Risk Disclosure Notice

This notice is provided to you in compliance with requirements laid down by the Financial Conduct Authority because you are proposing to undertake dealings in contracts for differences in the form of bets (spread betting) with a firm which is carrying on investment business as a bookmaker. It cannot disclose all of the risks and other significant aspects involved in spread betting.

Engaging in this type of transaction can carry a high risk. As these transactions differ markedly from normal bets you should not engage in this form of betting unless you understand the nature of the transaction you are entering into and the true extent of your exposure to the risk of loss. Please be aware that your losses may exceed your deposits and that most customers will lose money on their spread betting activity over time. You should therefore consider whether spread betting is suitable for you, and whether you can afford to lose all of your deposited funds or more before placing a spread bet with us.
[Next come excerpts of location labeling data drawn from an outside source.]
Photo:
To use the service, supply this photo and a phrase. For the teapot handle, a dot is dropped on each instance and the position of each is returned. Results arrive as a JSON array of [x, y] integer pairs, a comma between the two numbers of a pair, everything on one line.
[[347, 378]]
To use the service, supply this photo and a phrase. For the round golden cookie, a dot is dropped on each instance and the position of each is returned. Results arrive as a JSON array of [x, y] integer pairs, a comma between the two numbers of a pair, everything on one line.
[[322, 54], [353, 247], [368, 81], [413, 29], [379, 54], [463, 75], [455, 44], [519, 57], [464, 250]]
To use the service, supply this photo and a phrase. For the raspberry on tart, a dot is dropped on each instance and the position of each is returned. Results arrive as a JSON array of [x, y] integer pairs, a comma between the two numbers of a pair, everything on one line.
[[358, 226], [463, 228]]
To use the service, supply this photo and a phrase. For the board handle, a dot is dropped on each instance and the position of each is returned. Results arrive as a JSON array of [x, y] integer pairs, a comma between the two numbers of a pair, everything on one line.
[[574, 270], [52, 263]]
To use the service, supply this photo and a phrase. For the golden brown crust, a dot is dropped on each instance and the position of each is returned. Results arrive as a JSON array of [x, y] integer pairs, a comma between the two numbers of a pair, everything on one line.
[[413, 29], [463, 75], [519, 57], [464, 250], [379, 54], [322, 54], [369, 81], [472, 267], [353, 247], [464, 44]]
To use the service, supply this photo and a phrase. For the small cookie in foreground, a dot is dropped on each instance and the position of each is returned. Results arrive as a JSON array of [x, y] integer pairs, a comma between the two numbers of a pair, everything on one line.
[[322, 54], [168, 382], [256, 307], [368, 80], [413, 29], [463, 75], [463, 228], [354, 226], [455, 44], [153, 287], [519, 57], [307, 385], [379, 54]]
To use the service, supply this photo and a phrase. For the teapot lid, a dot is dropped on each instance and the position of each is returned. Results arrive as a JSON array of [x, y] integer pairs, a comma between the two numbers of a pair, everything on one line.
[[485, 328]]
The amount that you may win or lose will vary according to the extent of the fluctuations in the price of the sports based index ('the underlying market') on which the bet is based instead of a predeterminable sum when a normal bet is placed. Always remember that previous betting performance is no indicator of future betting performance. In considering whether to engage in spread betting, you should be aware of the following:
1. The high degree of 'gearing' or 'leverage' is a particular feature of this type of transaction. This stems from the margining system applicable to such bets which generally involves a comparatively modest deposit or margin in terms of the overall contract value, so that a relatively small movement in the underlying market can have a disproportionately dramatic effect on your bet. If the underlying market movement is in your favour, you may achieve a good profit, but an equally small adverse market movement can not only quickly result in the loss of your entire deposit, but may also expose you to a large additional loss unless you enter into a limited liability contract with the firm. If you deal on a credit basis and, therefore, not subject to initial margin requirements, the extent of your agreed credit facility does not limit your loss or financial liability and you can be subject to margin calls for an amount in excess of your facility. As a consequence the amount of capital you are prepared to place at risk should be sufficient to cover your credit limit and the possibility of subsequent margin calls which will only be made once your credit limit has been exceeded.
2. You may be called upon to deposit a substantial additional margin, at short notice, to maintain your bet. If you do not provide such additional funds within the time required, your bet may be closed at a loss and you will be liable for the resulting deficit.
3. Such transactions will not be undertaken on a recognised or designated investment exchange and, accordingly, they may expose you to greater risks than exchange transactions. The betting structure and betting rules will be established solely by the bookmaker. For example, if you wish to close the bet earlier than the time at which it would otherwise automatically expire, you will have to close it at your bookmaker's quotation which may reflect the premium or discount of the 'underlying market' which when closed can be influenced by the weight of the other client buying or selling with your bookmaker. You will have to close any bet with the same bookmaker with whom it was originally entered into.
4. Where entering into such transactions, your bookmaker must do so under a two-way customer agreement pursuant to the Financial Conduct Authority Conduct of Business rules unless exempted from doing so. You should satisfy yourself that dealing is conducted throughout in strict conformity with that customer agreement and report to the Financial Conduct Authority if you have reason to believe it is not.
5. Prior to placing any bets, you should receive from your bookmaker written confirmation of all transaction or other charges for which you will be liable.
6. As a result of Section 412 of the Financial Services and Markets Act 2000, the bets in this case are enforceable and the bookmaking firm may be sued by you (which is advantageous to you if you win) and may sue you (which is disadvantageous to you if you lose).
7. Your bookmaker is prohibited under Financial Conduct Authority requirements from providing you with investment advice relating to investments or possible transactions or possible investments or from making investment recommendations of any kind. This prohibition is subject to an exception where advice given amounts to the giving of factual market information, in relation to a transaction about which you have enquired, as to transaction procedures, potential risks involved and how those risks may be minimised.
8. Your bookmaker is required to hold your money in segregated trust accounts in accordance with the regulations of Financial Conduct Authority, but this may not afford complete protection.
9. If you deposit collateral as security with your bookmaker, you should ascertain from your bookmaker how your collateral will be dealt with.
10. If you have reason to believe that the bookmaker with which you deal is not acting in accordance with representations that it has made to you, the terms of your customer agreement or the rules of the Financial Conduct Authority, you should report it to: The Financial Conduct Authority Limited, 25 North Colonnade, Canary Wharf, London E14 5HS. Telephone: 020 7676 1000.